Le fait que le comité ait visité les centres de prévention au Canada a été, selon moi, une initiative très importante. Je vous en félicite. J'ose croire que mes commentaires, aujourd'hui, vont compléter cette information. En effet, en visitant le centre, on peut voir quelles sont les conditions, mais on ne peut pas vraiment se faire une idée des procédures qui entourent la détention.
Pour ce qui est des conséquences sur les réfugiés et leur intégration, il faut savoir que plusieurs des personnes dont je parle aujourd'hui ont été par la suite acceptées en tant que personnes réfugiées et ont commencé à vivre au Canada. Dans certains cas, ces personnes finissent par obtenir la citoyenneté. Les premiers jours, les premières semaines ou les premiers mois sont passés en détention. Les répercussions s'atténuent peut-être par la suite, mais à mon avis, il est important de trouver un équilibre entre les mesures de sécurité et, comme vous le dites, les questions d'ordre humanitaire.
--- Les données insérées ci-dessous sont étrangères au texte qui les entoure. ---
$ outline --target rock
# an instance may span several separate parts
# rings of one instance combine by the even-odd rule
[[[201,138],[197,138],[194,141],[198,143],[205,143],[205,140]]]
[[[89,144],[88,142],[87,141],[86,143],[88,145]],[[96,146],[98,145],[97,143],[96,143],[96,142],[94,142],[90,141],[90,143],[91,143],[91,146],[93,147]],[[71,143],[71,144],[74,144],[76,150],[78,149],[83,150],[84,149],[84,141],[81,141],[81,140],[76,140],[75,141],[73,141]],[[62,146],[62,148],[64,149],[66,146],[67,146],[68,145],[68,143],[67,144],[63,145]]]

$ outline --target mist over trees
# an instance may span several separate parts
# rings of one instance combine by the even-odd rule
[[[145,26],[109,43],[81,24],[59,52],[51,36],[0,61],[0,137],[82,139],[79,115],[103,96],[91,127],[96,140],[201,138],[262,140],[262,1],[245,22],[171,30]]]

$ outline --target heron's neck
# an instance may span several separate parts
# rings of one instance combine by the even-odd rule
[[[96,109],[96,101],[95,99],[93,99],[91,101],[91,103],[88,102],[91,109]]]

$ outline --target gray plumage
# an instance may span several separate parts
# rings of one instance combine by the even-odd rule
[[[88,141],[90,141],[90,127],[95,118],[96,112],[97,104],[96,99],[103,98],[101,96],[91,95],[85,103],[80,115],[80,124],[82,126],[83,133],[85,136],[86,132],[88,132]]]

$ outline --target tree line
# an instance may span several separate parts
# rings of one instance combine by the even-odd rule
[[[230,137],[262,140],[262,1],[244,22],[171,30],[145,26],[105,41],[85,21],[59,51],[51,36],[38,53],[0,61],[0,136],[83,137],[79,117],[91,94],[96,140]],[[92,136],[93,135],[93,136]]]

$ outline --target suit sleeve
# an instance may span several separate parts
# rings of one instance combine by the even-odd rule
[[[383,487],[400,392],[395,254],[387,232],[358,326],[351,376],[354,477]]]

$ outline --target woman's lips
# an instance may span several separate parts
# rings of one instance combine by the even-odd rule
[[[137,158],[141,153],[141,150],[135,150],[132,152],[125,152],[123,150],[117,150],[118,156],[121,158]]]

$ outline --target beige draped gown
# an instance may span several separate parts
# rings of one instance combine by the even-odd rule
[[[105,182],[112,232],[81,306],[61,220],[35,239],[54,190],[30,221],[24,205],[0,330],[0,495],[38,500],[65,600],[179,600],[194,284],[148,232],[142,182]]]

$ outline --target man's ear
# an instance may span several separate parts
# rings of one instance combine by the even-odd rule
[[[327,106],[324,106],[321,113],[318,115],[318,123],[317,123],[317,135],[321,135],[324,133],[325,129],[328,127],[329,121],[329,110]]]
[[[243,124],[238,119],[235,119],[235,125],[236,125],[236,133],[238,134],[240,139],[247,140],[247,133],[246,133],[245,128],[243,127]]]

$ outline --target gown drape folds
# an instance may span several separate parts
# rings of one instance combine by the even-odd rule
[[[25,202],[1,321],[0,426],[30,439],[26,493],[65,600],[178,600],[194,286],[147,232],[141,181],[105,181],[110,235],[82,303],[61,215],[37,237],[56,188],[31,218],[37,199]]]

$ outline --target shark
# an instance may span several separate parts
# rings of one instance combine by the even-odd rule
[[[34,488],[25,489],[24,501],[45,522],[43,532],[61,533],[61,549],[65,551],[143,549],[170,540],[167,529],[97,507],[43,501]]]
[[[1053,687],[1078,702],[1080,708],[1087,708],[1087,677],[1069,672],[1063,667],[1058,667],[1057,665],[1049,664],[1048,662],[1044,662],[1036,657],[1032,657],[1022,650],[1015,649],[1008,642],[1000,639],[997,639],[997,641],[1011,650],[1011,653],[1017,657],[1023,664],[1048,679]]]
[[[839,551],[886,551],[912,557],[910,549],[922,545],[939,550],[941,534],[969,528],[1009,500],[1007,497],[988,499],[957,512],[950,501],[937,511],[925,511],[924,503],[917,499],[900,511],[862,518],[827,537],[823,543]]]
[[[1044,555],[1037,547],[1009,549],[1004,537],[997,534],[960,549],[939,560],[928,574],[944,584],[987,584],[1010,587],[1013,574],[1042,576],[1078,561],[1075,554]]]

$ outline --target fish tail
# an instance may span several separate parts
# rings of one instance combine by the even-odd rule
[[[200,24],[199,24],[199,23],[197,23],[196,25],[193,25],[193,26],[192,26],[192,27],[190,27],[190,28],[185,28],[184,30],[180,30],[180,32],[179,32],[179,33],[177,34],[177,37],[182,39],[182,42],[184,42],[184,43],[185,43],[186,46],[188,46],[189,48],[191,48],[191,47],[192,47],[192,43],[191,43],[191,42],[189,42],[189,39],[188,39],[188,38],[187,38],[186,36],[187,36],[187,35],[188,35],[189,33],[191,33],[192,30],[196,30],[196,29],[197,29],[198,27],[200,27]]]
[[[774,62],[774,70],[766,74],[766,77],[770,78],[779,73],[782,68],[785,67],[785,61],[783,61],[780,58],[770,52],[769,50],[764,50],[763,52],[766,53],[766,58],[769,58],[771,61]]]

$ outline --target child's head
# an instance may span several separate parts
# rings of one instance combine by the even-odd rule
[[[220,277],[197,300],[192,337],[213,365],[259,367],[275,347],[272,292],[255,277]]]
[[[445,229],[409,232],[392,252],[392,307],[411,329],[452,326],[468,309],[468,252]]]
L'objectif de notre organisme n'est pas de considérer les coûts financiers de la détention, mais c'est un élément important. Quand il y a des mineurs, des gens malades et des personnes âgées, ça demande beaucoup plus de ressources de la part de l'agence. Par exemple, le transport vers l'hôpital coûte cher. En outre, le centre a besoin de plus de gardiens de sécurité et de services d'éducation spécialisée. Ce sont des coûts énormes.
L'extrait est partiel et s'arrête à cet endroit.